Over coffee she said, “By the way, did you hear that Martin Horst died?”

I set my cup down. Though it was summer and we were eating outside, I felt cold. “No,” I said. “When?”

“A couple months ago.”

“What happened?”

“Unclear. There were prescription drugs involved. He had a bad back and some other health problems. Maybe it was an accident, maybe it was an OD? Nobody seems to know for sure.”

“This was in New York?”

“No, in South Carolina. He’d been back home for quite a while, I think.”

“How did you hear about this?”

“The usual. Friends forwarding e-mails. Facebook.”

“Martin was on Facebook?”

“No, but Millie is, and she heard about it from his ex-wife. I guess they were friendly. She’s an art dealer or something and Millie knows her.”

“I didn’t know.”

“I should’ve guessed something was up. Martin used to send all these funny group e-mails, especially during the election, he was really worked up about that, but then he went pretty quiet.”

For some reason my fingers were trembling. Learning that Martin was dead — he would’ve been forty, maybe forty-five? — was part of it. To think of his dying, to think of the pain that must have accompanied it, made my stomach hurt. But I was also shaken to learn that Sarah had been in touch with him, and with Millie, who’d been in touch with an ex-wife I hadn’t even known existed. A web I was no longer part of.

Across the table, Sarah squinted as the afternoon sun hit her face. “Oh dear,” she said. “You have that look on your face all over again.”

“What look?”

“I’m sorry,” she said. “I know he broke your heart.”

I wasn’t sure what she was talking about. When I thought back on that time, I didn’t register any heartbreak. I did recall Martin, vividly: his hunched shoulders; his attentive, watery eyes; and his disappearance, a loose thread unraveling a world I was just beginning to know. But I could barely picture the person I’d been back then, probably because I was vague even to myself. I hadn’t become anybody yet.

Sarah put on her sunglasses. She’d paid the bill, and now she stood up.

“Remember when he licked Millie’s knee that time?” I said.

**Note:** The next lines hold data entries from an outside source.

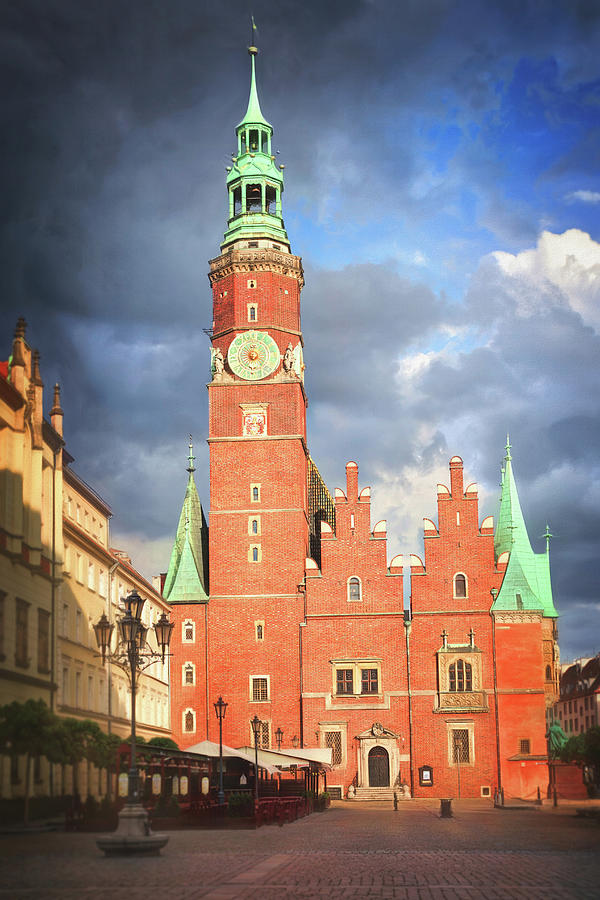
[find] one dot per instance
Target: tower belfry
(259, 535)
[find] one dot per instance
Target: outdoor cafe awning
(210, 748)
(303, 758)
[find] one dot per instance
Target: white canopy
(283, 759)
(210, 748)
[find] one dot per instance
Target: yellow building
(58, 575)
(30, 540)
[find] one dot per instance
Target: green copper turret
(254, 183)
(526, 584)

“No,” she said. “I don’t think I was there.”

Bruno

The kid came out of the airport security area with his face turned to the windows, scuttling sideways like a crab. He was wearing skinny dark jeans and a red plaid shirt too hot for summer, and his dyed black hair jetted down over his eyes in an aggressive point. Inès had said, “He looks like a dirty little bird you would see in Buenos Aires or somewhere like that. Don’t worry, you will recognize him.” It was typical of her, this description: fanciful, excessive, weirdly accurate. He knew right away that this was his boy.

“Bruno,” he called.

The boy gave a minimal nod, came through the exit, and kissed Art on both cheeks. “Salut, Papa,” he said.